Des problèmes plus profonds subsistent, et en voici quelques-uns :

1. Des facteurs qui ont longtemps été considérés comme des piliers de la « stabilité » garantie - tels que la domination de deux partis capitalistes alternant de manière fiable et pacifique au pouvoir, la décentralisation d'une grande partie de l'autorité vers les États et la Cour suprême comme un frein à « l'extrémisme législatif » » — sont devenus en fait des agents de déstabilisation. Un ancien parti conservateur traditionnel est maintenant un pourvoyeur d'extrême droite essentiel de ploutocratie effrénée, de nationalisme chrétien et de suprématie blanche avec une emprise sur des législatures d'État hautement manipulées.
Quant à la Cour suprême, même si son jugement atroce sur l'avortement a été giflé par les électeurs, sa majorité reste fermement une Cour de suprématie blanche d'extrême droite des États-Unis (WSCOTUS) qui a déjà détruit la loi sur le droit de vote et est sur le point d'éliminer l'affirmative action et d'envisager sérieusement de permettre aux législatures des États d'annuler les résultats des élections.
2. La récession de stagflation (ralentissement économique couplé à une inflation persistante, vue pour la dernière fois au milieu des années 1970) qui est fort probable en 2023 ne fera qu'exacerber les profonds dysfonctionnements en cours aux États-Unis, des soins de santé aux droits du travail et au logement, le filet de sécurité de la protection sociale et la violence armée. Aucun des deux partis n'a de réponse sérieuse à la situation économique, puisque la politique républicaine consiste en des réductions d'impôts pour les riches et des coupes budgétaires vicieuses pour tous les autres - tandis que les démocrates ne peuvent pas faire face aux prix abusifs des entreprises ou prendre d'autres mesures contre la volonté de leurs propre base de méga-donateurs.

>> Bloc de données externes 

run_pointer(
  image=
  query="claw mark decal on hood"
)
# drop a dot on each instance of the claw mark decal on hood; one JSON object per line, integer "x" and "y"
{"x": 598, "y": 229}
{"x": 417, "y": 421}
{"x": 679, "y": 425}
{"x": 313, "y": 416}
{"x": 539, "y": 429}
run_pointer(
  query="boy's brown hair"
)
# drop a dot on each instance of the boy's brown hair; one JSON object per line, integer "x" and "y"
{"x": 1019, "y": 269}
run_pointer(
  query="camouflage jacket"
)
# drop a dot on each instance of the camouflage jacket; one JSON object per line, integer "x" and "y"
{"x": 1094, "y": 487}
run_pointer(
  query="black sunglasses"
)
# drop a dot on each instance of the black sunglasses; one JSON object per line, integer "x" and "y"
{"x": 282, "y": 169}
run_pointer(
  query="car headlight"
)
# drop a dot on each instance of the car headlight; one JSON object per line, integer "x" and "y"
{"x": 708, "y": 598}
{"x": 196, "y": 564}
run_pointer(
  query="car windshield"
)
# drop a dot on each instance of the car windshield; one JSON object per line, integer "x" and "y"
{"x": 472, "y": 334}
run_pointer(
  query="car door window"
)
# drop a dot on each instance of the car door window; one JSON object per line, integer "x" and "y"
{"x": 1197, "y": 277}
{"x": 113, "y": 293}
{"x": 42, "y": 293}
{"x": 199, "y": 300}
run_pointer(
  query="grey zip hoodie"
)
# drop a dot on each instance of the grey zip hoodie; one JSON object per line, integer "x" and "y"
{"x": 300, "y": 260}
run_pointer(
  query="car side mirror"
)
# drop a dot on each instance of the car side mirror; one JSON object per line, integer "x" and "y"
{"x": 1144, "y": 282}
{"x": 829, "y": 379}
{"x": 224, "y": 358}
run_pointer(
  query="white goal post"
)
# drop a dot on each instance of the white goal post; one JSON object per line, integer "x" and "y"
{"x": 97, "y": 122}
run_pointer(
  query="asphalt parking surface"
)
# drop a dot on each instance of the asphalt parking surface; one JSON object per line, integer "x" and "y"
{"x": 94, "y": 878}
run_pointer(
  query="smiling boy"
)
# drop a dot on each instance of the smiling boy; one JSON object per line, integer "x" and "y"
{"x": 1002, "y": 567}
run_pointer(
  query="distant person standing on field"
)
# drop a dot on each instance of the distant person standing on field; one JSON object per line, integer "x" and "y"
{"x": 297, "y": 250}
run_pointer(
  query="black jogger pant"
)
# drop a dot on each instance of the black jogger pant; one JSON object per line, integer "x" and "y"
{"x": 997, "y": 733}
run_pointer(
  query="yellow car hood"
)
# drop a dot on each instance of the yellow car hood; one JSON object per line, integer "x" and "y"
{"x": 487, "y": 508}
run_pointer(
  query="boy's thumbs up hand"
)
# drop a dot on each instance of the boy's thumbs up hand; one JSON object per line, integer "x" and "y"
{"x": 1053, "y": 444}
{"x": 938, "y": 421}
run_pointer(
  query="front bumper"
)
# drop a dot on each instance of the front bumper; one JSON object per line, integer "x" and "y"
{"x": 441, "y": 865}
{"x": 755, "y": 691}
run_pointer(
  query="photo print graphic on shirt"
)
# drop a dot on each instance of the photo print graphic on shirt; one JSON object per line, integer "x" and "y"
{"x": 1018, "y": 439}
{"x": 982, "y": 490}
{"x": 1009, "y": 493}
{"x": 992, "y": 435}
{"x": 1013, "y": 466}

3. La tendance autoritaire et raciste de la politique américaine fait partie intégrante d'une tendance internationale. Nous pouvons citer non seulement Viktor Orban en Hongrie, le chouchou des nationalistes blancs américains, et Jair Bolsonaro, maintenant miséricordieusement vaincu au Brésil, mais aussi le prochain gouvernement de coalition israélien qui comprendra des partis qui prônent explicitement le nettoyage ethnique des Palestiniens et la privation de leurs droits de citoyenneté. .
À cet égard, nous devons malheureusement noter que dans ce cas, comme dans chaque élection américaine et dans chaque bouleversement international - en ce moment, la guerre résultant de l'invasion de l'Ukraine par la Russie et ses conséquences pour l'économie mondiale et l'approvisionnement alimentaire - la Palestine et son peuple sont dommage collatéral. Alors même que l'AIPAC s'efforce d'écraser toute voix du Congrès pour les droits des Palestiniens, les raids et les meurtres quotidiens d'Israël en Palestine occupée sont à peine mentionnés dans les médias américains. Cela ne peut changer qu'avec une recrudescence critique de l'activisme populaire pro-palestinien.
4. En parlant d'épaississement de la fumée et de la montée des eaux, l'effondrement environnemental pèse sur l'avenir non seulement de la politique américaine mais de l'humanité. Nous ne savons pas qui se présentera à la présidence en 2024, ou à quoi ressemblera l'économie, ou si la guerre en Ukraine sera terminée, ou bien d'autres choses - mais nous savons que les incendies de forêt, les inondations et les sécheresses, les extinctions d'espèces et les effondrements d'habitats seront encore pires qu'ils ne le sont déjà.
La défaite partielle de la politique misogyne et raciste d'extrême droite lors des élections de 2022 est une raison pour un certain soulagement, mais pas pour rassurer sur la profondeur de nos crises politiques, sociales et raciales. Ce qui manque le plus est une gauche indépendante capable de les aborder à la racine.